What is a construction mortgage
A construction mortgage is mandatory whenever a borrower wants to alter the profile of their property in such a way that their mortgage lender’s covenant may be affected. Real estate loans are secured against real property. Hence, lenders require their consent before you carrying out construction work on your mortgaged property. To protect their loan security, mortgage lenders use the control mechanisms of construction mortgages to give them the best chance that construction projects will be completed.
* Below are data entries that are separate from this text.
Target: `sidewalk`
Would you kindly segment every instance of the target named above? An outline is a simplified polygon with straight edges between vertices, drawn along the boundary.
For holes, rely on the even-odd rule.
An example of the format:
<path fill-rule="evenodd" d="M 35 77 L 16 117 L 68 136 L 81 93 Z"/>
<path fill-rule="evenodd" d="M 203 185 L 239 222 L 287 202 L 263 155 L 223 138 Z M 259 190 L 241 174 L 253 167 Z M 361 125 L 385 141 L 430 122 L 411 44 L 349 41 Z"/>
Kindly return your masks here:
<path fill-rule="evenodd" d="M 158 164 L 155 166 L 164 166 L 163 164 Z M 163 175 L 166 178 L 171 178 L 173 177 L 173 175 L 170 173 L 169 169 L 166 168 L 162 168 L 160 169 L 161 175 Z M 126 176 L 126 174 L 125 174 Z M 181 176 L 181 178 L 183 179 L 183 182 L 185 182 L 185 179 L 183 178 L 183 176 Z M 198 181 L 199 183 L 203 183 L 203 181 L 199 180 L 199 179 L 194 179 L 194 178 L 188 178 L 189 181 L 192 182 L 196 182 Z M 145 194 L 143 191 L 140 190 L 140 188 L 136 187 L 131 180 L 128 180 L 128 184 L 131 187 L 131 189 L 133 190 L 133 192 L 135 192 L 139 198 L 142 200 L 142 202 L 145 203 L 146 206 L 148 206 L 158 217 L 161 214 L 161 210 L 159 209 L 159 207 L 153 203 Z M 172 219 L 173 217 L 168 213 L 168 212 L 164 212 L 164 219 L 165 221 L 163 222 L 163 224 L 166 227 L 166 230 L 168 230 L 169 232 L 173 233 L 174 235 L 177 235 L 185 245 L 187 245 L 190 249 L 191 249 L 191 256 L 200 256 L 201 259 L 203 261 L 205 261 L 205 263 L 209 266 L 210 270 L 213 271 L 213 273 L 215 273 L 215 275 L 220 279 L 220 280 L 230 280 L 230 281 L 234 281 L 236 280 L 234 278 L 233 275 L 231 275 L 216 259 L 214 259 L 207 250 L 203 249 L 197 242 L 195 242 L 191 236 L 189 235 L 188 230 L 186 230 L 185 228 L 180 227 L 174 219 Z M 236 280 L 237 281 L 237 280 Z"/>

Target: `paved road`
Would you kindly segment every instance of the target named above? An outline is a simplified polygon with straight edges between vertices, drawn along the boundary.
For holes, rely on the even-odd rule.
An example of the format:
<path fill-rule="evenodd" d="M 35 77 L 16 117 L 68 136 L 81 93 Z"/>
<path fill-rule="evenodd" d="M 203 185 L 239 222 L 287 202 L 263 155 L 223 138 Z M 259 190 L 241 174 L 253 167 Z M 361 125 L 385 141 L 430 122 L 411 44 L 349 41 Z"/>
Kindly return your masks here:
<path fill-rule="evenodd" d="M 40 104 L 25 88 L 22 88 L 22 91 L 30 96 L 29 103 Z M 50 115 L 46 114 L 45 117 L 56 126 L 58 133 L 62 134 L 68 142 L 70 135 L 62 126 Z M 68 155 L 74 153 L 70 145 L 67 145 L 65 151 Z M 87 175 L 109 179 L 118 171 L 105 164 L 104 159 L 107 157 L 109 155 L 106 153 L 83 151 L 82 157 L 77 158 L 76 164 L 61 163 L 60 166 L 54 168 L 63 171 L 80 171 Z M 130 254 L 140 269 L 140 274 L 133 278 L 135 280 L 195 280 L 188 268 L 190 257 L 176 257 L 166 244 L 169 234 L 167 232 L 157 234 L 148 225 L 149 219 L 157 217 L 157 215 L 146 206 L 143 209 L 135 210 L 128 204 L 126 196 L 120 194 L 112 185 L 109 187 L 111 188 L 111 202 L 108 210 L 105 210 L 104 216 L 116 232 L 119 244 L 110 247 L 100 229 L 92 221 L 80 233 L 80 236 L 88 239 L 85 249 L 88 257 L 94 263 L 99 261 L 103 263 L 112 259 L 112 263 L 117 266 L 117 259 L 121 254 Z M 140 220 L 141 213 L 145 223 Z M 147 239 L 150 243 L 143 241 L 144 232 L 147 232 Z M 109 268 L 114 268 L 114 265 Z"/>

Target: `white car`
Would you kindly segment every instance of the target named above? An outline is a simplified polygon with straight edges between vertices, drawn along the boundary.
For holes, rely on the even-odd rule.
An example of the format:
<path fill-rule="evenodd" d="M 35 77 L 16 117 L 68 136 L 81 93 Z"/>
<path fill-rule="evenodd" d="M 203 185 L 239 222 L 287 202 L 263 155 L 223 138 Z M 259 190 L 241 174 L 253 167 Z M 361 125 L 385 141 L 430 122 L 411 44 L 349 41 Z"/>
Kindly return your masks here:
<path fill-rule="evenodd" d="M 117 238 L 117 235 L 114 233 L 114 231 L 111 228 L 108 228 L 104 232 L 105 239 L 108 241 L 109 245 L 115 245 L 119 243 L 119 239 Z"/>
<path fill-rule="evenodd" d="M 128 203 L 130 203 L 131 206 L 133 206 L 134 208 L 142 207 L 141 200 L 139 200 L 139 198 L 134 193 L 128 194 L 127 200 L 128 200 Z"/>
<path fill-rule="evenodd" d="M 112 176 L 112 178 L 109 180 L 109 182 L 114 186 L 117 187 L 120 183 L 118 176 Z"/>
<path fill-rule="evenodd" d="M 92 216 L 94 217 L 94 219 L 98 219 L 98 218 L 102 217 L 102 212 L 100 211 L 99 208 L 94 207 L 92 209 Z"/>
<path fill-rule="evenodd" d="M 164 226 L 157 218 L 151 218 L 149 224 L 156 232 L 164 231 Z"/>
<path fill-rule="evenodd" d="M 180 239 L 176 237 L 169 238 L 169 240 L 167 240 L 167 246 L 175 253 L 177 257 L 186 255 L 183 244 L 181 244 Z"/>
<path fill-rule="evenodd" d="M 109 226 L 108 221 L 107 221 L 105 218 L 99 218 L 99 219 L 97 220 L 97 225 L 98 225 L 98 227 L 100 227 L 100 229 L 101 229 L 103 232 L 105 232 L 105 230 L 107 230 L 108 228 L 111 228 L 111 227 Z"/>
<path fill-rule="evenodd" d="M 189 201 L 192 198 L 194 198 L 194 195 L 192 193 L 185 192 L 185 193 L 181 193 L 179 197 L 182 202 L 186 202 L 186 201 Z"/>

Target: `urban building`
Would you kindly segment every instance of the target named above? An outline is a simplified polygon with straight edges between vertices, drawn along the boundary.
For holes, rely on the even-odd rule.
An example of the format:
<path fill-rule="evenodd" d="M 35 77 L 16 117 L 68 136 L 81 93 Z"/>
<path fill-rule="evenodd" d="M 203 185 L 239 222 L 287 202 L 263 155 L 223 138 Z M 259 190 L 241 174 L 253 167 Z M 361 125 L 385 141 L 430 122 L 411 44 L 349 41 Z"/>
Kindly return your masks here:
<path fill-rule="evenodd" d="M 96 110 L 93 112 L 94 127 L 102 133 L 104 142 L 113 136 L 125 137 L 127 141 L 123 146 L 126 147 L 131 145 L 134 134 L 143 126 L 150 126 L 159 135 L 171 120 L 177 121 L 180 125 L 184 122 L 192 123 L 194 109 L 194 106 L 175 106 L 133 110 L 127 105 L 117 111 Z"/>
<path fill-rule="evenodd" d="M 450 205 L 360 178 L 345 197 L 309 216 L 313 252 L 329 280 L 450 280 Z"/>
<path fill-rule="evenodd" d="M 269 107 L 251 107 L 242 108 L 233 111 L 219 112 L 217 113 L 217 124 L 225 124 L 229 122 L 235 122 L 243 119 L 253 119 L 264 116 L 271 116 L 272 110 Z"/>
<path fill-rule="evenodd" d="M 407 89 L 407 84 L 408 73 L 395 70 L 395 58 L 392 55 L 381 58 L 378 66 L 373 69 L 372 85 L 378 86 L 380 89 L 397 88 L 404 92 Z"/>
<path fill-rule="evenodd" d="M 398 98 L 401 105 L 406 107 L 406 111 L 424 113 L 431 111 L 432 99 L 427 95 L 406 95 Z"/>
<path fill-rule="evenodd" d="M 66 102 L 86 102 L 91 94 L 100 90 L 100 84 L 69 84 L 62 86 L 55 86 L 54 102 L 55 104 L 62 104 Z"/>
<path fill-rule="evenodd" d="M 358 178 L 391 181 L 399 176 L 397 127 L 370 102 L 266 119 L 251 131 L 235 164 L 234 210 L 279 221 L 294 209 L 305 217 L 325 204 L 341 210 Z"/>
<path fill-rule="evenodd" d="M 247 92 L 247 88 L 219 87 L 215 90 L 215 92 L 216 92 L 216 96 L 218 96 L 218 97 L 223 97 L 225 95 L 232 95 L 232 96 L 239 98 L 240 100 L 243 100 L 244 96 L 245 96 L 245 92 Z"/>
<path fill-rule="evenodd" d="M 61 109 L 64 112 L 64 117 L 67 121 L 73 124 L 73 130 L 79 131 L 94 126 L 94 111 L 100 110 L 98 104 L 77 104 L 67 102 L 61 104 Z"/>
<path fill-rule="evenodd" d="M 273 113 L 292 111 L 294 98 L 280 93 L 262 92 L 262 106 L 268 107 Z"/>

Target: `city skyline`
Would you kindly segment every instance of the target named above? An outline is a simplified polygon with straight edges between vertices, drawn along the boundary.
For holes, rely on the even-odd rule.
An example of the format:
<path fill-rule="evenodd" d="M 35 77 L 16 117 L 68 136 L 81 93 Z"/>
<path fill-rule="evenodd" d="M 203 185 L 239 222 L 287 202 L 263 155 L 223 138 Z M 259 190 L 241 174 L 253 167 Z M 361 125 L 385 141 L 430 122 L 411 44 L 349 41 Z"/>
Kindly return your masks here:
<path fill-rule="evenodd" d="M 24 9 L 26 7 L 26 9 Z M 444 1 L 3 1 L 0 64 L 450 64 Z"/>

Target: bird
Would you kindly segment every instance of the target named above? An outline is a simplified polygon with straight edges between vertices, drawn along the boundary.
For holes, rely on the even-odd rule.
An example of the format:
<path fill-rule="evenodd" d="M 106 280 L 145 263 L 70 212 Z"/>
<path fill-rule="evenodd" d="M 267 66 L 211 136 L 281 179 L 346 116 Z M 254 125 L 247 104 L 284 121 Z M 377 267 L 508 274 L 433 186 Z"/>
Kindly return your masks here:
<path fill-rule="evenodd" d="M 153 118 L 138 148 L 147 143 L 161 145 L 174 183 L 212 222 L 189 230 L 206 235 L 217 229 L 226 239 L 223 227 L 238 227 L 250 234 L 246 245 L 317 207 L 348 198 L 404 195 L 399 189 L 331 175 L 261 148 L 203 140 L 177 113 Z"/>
What construction activities warrant a construction mortgage, and which are deemed renovations or improvements:
- Any activity affecting the lender’s loan security.
- Building a property on green land or demolishing a property in any way to alter, rebuild or build a new property in its place.
- Changing the square footage of a property
- Removing the roof off of a property.
- Changing the property’s profile.
- Structural changes.
These construction activities can generally be complete without consent from the mortgage lender and from mortgage proceeds such as an equity take-out or a Home Equity Line of Credit [HELOC]
- Cosmetic changes. E.g. changing the flooring from carpet to hardwood, kitchen renewal, finishing a basement, etc.
Types of Construction Mortgages:
Construction mortgages can be obtained from prime lenders or dedicated construction mortgage lenders. Each type of lender has its own criteria with its unique benefits and disadvantages. Here are a few characteristics of each lender type:
These lenders typically provide one and the same mortgage for construction and post-construction.
- The construction mortgage becomes the final mortgage, so only one mortgage is required.
- Although the mortgage rate may be higher, the mortgage is typically still at a lower rate than a construction mortgage lender’s rates.
- Very few and an ever-diminishing number of prime lenders do construction mortgage financing.
- The mortgage terms are more limiting and very restrictive.
- The lender may require the borrower to contribute additional equity to the project from their resources.
- Pay interest on the entire, as a complete mortgage, from the beginning.
These lenders specialize in construction mortgage financing and have very well-defined programs for various project types.
- Specialize in construction mortgage financing
- Multiple construction mortgage programs
- A lot more flexible with their terms & conditions.
- Allows borrowers to draw funds when they need to
- May lend in geographical areas where prime lenders don’t conduct business.
- Only pay interest on the funds drawn for construction
- Interest-only payments during the construction projects
- Take-out financing is required upon completion of the construction project.
- Interest rates are higher.
- Lenders change fees.
Now that we know a bit more about construction mortgages, it is important to note that construction projects and thus, by association, construction mortgages, are of the riskiest mortgages you can take on for at least the following reasons:
- Project Creep: Construction projects are notorious for going over budget. What if you don’t have any additional funds to cover those costs?
- Timebound: Construction mortgages are short-term by default because the lender wants to ensure that its security is completed as soon as possible. What happens when your project misses important milestones or goes past its due date?
- Contractors: What if your contractor does not show up for work, or doesn’t complete their work or does poor work? What if your contractor gets into a dispute with you and places a lien on the property upon completion?
- Construction Draws: What if your project misses a milestone and you have to inject your own cash into the project before your lender allows the next draw in funds?
What if the appraiser under appraises your project and your lender denies or delays your next draw?
- Take-out Financing: What if, for whatever reason, you are unable to qualify for your take-out mortgage financing once your construction project is complete?
- Permits: What happens if the city does not want to sign off on your project or any part of it.
- Financial Hardship: Construction projects have a high probability of causing financial hardship if any of the above or other factors occur.